Questa parola è “Klopstock”.

Ciò mi ha sempre fatto ridere.

Nessuno potrà più dire “Klopstock” senza commuoversi.
Provateci. Klopstock. Klopstock. Vedete?
È un riso da scimmia, perché in effetti la situazione può suscitare ilarità soltanto se non si conosce il celebre lirico Friedrich Gottlieb Klopstock; se non si ha la minima idea della poesia a cui sta pensando Lotte in quel momento. Probabilmente fa ancora più ridere se addirittura non so una sillaba di tedesco: se per me è solo un accrocchio di sillabe che gridano “invadiamo la Polonia” anche quando vorrebbero parlare d’amore. Quindi, nel momento in cui Werther s’innamora, tu ridacchi, ah ah ah ah, che ha detto? No, ma sul serio, come ci si fa ad innamorare ascoltando il suono “Klopstock?” Capirei Lessing, Novalis, persino Heine ha ancora qualcosa di languido, ma Klopstock sembra una marca di ciabatte.

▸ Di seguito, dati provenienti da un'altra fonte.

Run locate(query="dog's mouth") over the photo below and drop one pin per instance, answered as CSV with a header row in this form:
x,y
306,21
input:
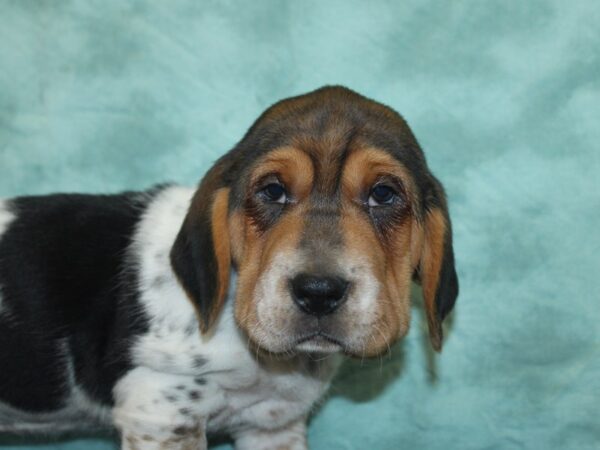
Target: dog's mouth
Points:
x,y
318,342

Werther invece si innamora, perché ha colto il riferimento. Conosce Klopstock, ha indovinato l'”ode sublime” che Lotte ha in mente. Questo era il significato di “Klopstock” sulle labbra di Lotte, ma nelle orecchie di Werther ha già assunto un significato diverso. Significa: “ode sublime che io so che tu sai”. Significa già “Affinità elettive”. C’è qualcosa tra di noi che la rigida compartimentazione sociale della società tedesca prenapoleonica non potrà toglierci, nemmeno quando per darmi un tono mi farò prestare [SPOILER] le pistole da tuo marito e mi ci bucherò le cervella [/SPOILER]. Nel giro di pochi secondi la parola ha assunto un significato così personale che Werther vorrebbe ritirarla dalla lingua tedesca. “Nobile poeta, se tu avessi potuto vedere in quello sguardo la tua apoteosi! e se io potessi ora non sentir più pronunciare il tuo nome così spesso profanato”.

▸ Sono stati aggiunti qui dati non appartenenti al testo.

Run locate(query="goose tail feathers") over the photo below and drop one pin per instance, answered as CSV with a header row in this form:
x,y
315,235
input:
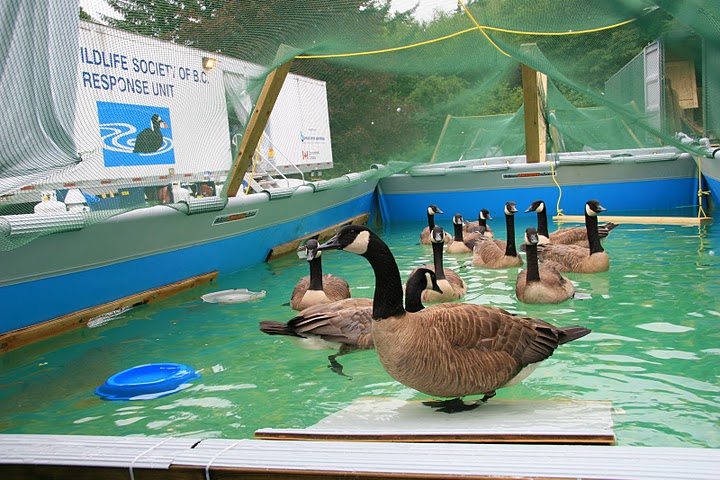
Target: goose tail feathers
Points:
x,y
276,328
568,334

Chissà se poi Klopstock era così contento di essere diventato una specie di catenaccio di Ponte Milvio del preromanticismo, il McGuffin di un romanzetto per giovani tormentati. Sì, perché alla fine non è così importante di che poesia si tratti. Era davvero così bella? Lotte e Werther avevano davvero il gusto per apprezzarla, o non stavano pescando nel banale come Fiorello quando cantava la Nebbia agli irti colli piovigginando sale? Che importa. Con le citazioni non si sbaglia mai: dici “gatto di Shroedinger” e il tuo interlocutore penserà che tu ne sappia davvero qualcosa di meccanica quantistica. Di fronte allo spettacolo del temporale che si ritira Lotte avrebbe potuto provare a tirar fuori qualcosa di suo, ma se fosse suonata ridicola? La citazione ti risolve. Klopstock.

Ma chi siamo noi per giudicare. L’abbiamo avuta tutti una fase Klopstock, specie se ci è capitato di maturare sentimentalmente negli anni Novanta. A rileggere i libri del tempo, viene la vertigine: tutti i protagonisti passano il tempo a citare altri libri, o fumetti o film o poesie (persino Fiorello). Cosa avevamo in testa tutti? Perché non cercavamo la nostra singola voce invece di ritagliare frasi a caso dai discorsi degli altri? Eravamo solo giovani e stupidi, o c’era qualcosa di più?

Forse c’era qualcosa di meno. I Novanta non sono poi così lontani, ma sembrano ormai un universo parallelo, dove tutto più o meno è uguale a qui salvo che non c’è internet. C’era comunque molta cultura dappertutto, ma non era così immediatamente accessibile: andava comprata, noleggiata, riprodotta, fotocopiata: tutti passaggi che la consumavano e ce la rendevano più nostra. Citarsi addosso era un modo per riconoscerci: da qualche parte in città qualcuno quella sera stava dando una festa in cui a un certo punto una ragazza avrebbe detto “Klopstock”, o “Per un bel pezzo sono andata a letto presto”, o “Preferisco di no”, “Dove vanno le anatre”, o qualche altra frase che tutto il mondo avrebbe trovato ridicola tranne te. Dovevi trovarla. Dovevi allenarti a distillare le citazioni e riconoscerle nei discorsi altrui. Memorizzarle il più possibile e mescolarle con sapienza. Trasformare te stesso in una pratica citazione da snocciolare al momento giusto.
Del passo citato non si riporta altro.